Here's the basic breakdown:
Freud $120 - 8 piece set
CMT $112 - 8 piece set
Infinity $100 - 8 piece set
Whiteside $80 - 6 piece set

*Or* considering two of the bits in each set are 1/4" and 3/8" straight bits that I already own, should I just buy dovetail bits piecemeal according to my needs. Any advice is greatly appreciated. Thanks.

Joe


----------



## curiousgeorge (Nov 6, 2006)

Joe,
Here is another option that will save you some cash. They are on sale right now. I use these and they are a good set of bits...

Incra Bit Set


----------



## Mike Wingate (Apr 26, 2009)

I have a set of MLCS Incra bits from a few years ago. The bits are not of the exact size to give you perfect joints. The 3/8" straight bit is 10 thou undersized. The 1/4" 14 degree dovetail bit is also undersized. Accuracy of size is important and I now use Trend bits that cut joints that fit perfectly. One company that supplied bits could not give me an accurate measurement of their 3/8" bit. Trend could and it is spot on and so are the finger joints made with the Incra jig. I have found the MLCS bits to be great value and I do have quite a collection.


----------



## RustyW (Dec 28, 2005)

Joe, The first joint I tried to make with my Incra used a 3/8" bit. Using a bit from a Grizzly Incra set, the joint wouldn't fit. So I made short groove with all the 3/8" bits I had (Grizz, MLCS, and MLCS spiral) and checked with calipers. They were all off by a few thousandths, which is to inaccurate for the Incra.
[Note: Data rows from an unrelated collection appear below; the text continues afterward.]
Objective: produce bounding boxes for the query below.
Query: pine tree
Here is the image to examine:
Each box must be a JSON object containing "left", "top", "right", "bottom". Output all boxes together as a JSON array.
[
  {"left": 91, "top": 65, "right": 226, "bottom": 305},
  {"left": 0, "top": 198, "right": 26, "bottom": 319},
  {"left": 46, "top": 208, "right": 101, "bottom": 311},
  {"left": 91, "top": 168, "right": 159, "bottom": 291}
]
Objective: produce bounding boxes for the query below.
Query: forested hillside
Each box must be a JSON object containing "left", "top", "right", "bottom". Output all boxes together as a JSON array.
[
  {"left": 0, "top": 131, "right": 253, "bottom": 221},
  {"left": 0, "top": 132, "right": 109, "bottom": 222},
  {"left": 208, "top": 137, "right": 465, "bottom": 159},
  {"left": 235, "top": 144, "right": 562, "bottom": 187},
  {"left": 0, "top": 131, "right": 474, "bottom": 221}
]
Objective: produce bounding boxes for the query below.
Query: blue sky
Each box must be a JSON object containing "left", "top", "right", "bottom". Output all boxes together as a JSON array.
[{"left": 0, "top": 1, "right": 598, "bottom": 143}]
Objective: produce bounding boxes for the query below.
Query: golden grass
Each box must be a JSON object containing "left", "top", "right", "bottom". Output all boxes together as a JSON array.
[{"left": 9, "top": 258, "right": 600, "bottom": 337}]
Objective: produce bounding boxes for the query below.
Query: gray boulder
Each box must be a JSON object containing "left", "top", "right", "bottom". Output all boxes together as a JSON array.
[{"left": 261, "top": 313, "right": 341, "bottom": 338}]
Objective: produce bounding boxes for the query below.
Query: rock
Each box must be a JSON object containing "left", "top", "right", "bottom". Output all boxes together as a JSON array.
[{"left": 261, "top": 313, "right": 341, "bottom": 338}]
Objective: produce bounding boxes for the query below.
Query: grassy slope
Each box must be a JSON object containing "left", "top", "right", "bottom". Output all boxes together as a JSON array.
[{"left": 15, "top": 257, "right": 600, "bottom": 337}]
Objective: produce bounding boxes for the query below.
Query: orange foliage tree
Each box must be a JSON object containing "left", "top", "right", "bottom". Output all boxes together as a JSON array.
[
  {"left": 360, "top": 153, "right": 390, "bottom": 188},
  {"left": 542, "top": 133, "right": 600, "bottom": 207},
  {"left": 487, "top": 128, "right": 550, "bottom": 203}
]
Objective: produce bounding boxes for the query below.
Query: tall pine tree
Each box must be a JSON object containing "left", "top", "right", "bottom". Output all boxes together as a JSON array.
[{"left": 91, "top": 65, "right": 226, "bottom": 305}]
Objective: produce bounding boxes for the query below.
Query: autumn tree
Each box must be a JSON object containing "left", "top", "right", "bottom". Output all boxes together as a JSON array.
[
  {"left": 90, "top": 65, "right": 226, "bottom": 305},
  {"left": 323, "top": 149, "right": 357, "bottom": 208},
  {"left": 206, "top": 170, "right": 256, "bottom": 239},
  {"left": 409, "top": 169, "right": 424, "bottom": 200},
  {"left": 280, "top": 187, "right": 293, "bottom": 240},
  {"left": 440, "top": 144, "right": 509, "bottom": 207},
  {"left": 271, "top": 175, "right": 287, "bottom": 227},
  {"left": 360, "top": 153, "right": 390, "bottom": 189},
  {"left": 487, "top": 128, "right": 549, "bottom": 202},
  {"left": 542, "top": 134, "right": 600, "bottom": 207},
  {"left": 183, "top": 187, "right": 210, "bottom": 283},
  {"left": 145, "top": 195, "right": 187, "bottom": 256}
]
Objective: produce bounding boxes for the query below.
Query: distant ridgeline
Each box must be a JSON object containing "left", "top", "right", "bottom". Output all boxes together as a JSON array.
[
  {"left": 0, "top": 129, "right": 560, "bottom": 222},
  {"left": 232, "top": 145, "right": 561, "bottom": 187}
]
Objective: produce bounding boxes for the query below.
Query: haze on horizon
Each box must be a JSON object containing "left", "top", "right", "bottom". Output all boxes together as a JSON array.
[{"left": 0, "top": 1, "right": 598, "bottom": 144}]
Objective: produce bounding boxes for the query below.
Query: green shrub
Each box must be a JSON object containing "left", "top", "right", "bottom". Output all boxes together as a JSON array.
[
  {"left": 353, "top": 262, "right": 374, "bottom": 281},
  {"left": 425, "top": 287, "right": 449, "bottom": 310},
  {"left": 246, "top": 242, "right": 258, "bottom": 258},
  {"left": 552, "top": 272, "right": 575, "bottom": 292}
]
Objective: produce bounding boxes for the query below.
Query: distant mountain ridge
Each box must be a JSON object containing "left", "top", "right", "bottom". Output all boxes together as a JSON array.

I picked up a Whiteside bit and it cuts dead on 3/8". The four brands you listed are probably all good, but anymore, when I need a really good bit, I get Whiteside.


----------



## BigJimAK (Mar 13, 2009)

Joe,

Incra recommends Whiteside bits and sells the Whiteside 605 set, with 4 dovetail and 2 straight bits for $89 in a well-made plastic foam-packed storage case. That's the 1/2" set, with the larger bits. The D101 set (1/4") has the smaller dovetails.

They're pricey but won't go wrong with Whiteside. 

I've attached the Whiteside catalog, in case you didn't have it.


----------



## Mike Wingate (Apr 26, 2009)

Good quality bits will pay dividends. No filing or sanding, just a good tight accurate fit.


----------



## Rutabagared (Jun 18, 2009)

Thanks for all of your replies. I tend to agonize over these decisions at times but I'm leaning heavily toward Whiteside.

Incidently, Woodpeckers is having a 10% off sale through midnight, August 6th on all tools accessories on their site. Enter "SAVE10" as the coupon code during checkout. Most Whiteside bits (including this set) ship for free.

Joe


----------



## RustyW (Dec 28, 2005)

My most recent Whitside bits came from here.

Whiteside Router Bits: An American made Carbide Router Bit

I received excellent service, and for Jim and others, the free shipping also applies to Alaska.


----------



## jc1103 (Oct 16, 2008)

I'm going to 'archive' my SY Brand 1/4" bits. I purchased a set of Whiteside bits from Woodworkersworld.


----------



## BigJimAK (Mar 13, 2009)

Treat them well and they'll treat you well, Jim..


----------



## istracpsboss (Sep 14, 2008)

11 pc 1/2" SH Dovetail Router Bit Set For INCRA Jig on eBay (end time 16-Sep-09 18:38:28 BST)

I've never had any trouble with his bits.

Cheers


----------